At the time, expectations for preserving Florida’s environment were sky-high after voters overwhelming approved Amendment 1 — the Florida Water and Land Conservation Initiative, which is not exactly going as planned.
Butcher’s environmental perspective — and some of his photos of Walton Ranch that were published with his permission — is revisited here ...
Florida ranchers seem to be a tolerant group. Their land supports vast populations of wildlife, including the rarest. A rich mixture of habitats protect water systems that serve millions. Developers want to buy it; activists want to save it; and the government wants to tax it.
“Florida ranchers have a lot of concerns today, particularly the individual,” said Clyde Butcher, the conservationist and landscape photographer.

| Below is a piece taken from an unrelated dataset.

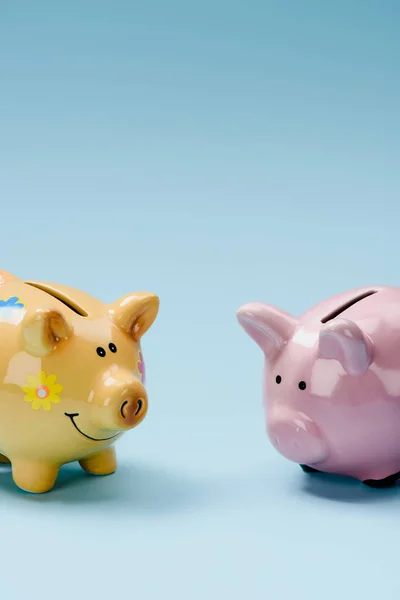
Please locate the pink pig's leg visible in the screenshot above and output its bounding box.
[79,446,117,475]
[11,460,59,494]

There are nearly 1 million head of cattle in Florida and the industry pours roughly $2 billion into the economy, according to the state Department of Agriculture and Consumer Services. Six years ago more than 1.7 million head was part of a $4 billion ranching business.
On Friday, three ranches in Sarasota and Manatee counties joined Florida Forever as part of the Myakka Ranchlands Project, which already includes Walton Ranch. Florida Forever offers 119 projects, representing 2,075,920 acres, including working ranches considered vital for ecosystems. And Amendment 1 is raising expectations.
“When I was talking to the Waltons they were excited about getting some of their natural water flows back. They seem to be a very enlightened family,” Clyde Butcher said. “One of the things they said to me is the next crop, if we’re not careful, will be houses.”
Walton Ranch, a 3,800-acre rectangle in eastern Sarasota County, was purchased partly with Florida Forever money. A proposed eco-park and reserve is expected to open next year, part of a potential 110,000-acre wilderness corridor from Myakka River State Park to the RV Griffin Reserve.
Butcher and wife, Niki, were artists-in-residence in 2011 at the Conservation Foundation of the Gulf Coast, which helped arrange the Walton Ranch purchase by Sarasota County in 2010. Several popular photographs were taken during their visits to the ranch.
“A lot of what I thought was impressive [about Walton Ranch] was the people,” Butcher said. “All the people who work the ranch seem to have the right attitude. That’s very important. Some corporations have these ranches, but most of the family ranches seem to be concerned about the land. Corporations are running the world now so it’s nice to have some sane people around.”
Tom Gaskins' Place
The Butchers moved to Florida from California in 1980 after selling a commercial art business. Clyde was a shutter click from 40, idling artistically, he said.
For Butcher, the story has made the rounds, still twisted as a cypress.
“I didn’t see Florida for four years,” Butcher said. “I didn’t really start seeing it until 1984. When I was going to Orlando I went by Tom Gaskins’ place off [U.S.] 27, Fisheating Creek.”
Gaskins ran an iconic outpost called the Cypress Knee Museum. His trade was in gnarled cypress knees and swamp tours.
“I mean, I’m from California and I’d seen movies of gators and snakes and all that stuff,” Butcher said on the phone at his cottage in Big Cypress National Preserve. “I wasn’t going to get in the woods. And [Gaskins] had a boardwalk, which was actually a board-and-walk. And it got me into it. It gave me the same feeling as the Redwood Forest in California.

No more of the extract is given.